Your description leaves out too much.   If K can be calculated from i, that would be a change in the right direction.

Ajay,

Tim is right, you might get faster/better answer if asking on the right forum (like "Threading on Intel® Parallel Architectures", or Intel Fortran compiler forum, or general OpenMP forun on openmp.org), as your question is not related to Intel Open Source OpenMP library.

As to the subject of your question, you may want to try atomic synchronization of all accesses to K in parallel region, like:

!$OMP atomic read
j = K
...
!$OMP atomic update
K = K+1

Regards,
Andrey

Thank you, I will post it in the fortran section.

Andrey,

I just tried this within the do loop and it throws me error on both read and update lines, saying it was expecting end of statement. 

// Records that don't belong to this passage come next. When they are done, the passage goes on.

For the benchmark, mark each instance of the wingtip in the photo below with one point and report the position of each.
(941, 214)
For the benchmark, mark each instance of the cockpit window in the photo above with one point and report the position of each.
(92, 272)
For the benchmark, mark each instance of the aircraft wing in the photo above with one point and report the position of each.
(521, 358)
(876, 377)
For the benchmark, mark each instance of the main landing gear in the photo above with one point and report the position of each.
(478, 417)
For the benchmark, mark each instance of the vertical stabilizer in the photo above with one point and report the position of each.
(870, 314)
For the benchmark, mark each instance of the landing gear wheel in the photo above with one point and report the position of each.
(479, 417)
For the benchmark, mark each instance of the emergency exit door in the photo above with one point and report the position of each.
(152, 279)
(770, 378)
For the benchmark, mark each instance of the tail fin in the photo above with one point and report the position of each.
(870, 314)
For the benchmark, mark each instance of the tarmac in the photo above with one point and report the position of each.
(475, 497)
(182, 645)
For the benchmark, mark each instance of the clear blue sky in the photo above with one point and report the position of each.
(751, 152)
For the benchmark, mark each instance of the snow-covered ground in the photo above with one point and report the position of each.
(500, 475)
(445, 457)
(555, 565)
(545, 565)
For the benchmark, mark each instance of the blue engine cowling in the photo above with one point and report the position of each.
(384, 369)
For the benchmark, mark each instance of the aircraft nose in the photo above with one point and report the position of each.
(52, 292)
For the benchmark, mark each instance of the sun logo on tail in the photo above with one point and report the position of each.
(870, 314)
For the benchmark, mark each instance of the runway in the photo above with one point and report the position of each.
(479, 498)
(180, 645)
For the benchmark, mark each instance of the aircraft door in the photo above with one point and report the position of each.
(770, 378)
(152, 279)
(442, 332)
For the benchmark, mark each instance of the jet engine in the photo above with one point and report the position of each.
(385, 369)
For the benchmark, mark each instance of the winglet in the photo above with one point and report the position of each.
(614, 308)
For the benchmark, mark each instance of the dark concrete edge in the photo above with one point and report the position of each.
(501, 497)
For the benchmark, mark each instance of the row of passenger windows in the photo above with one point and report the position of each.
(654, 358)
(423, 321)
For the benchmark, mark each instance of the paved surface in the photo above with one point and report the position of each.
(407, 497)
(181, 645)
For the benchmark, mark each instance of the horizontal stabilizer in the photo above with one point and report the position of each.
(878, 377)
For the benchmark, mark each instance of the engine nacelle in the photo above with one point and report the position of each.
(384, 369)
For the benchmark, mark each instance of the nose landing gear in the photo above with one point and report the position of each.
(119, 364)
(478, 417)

Also, does ensuring atomicity multithread the code? I mean I hope all the threads wont be waiting for the update, in that case I wont achieve the desired effect.

Tim,

Unfortunately I cant make it change with i. The do function is actually something of this sort
do i,array(K)

Thanks
Ajay

Ajay,

Looks like you are using not the latest compiler.  In this case you can try to not use atomic for read (on x86 architecture the read is usually atomic anyway, unless you have weird data alignment), and skip the "update" keyword at atomic increment.

Regards,
Andrey

Forgot to comment on the scaling. Indeed the atomic operation ensures exclusive assess to the memory and thus impacts scaling of the application. But this impact should be very small because the atomic is implemented in hardware, so it is the "fastest" synchronization construct. You can also achive exclusive access using locks or critical sections, but with much bigger impact on the application scalability.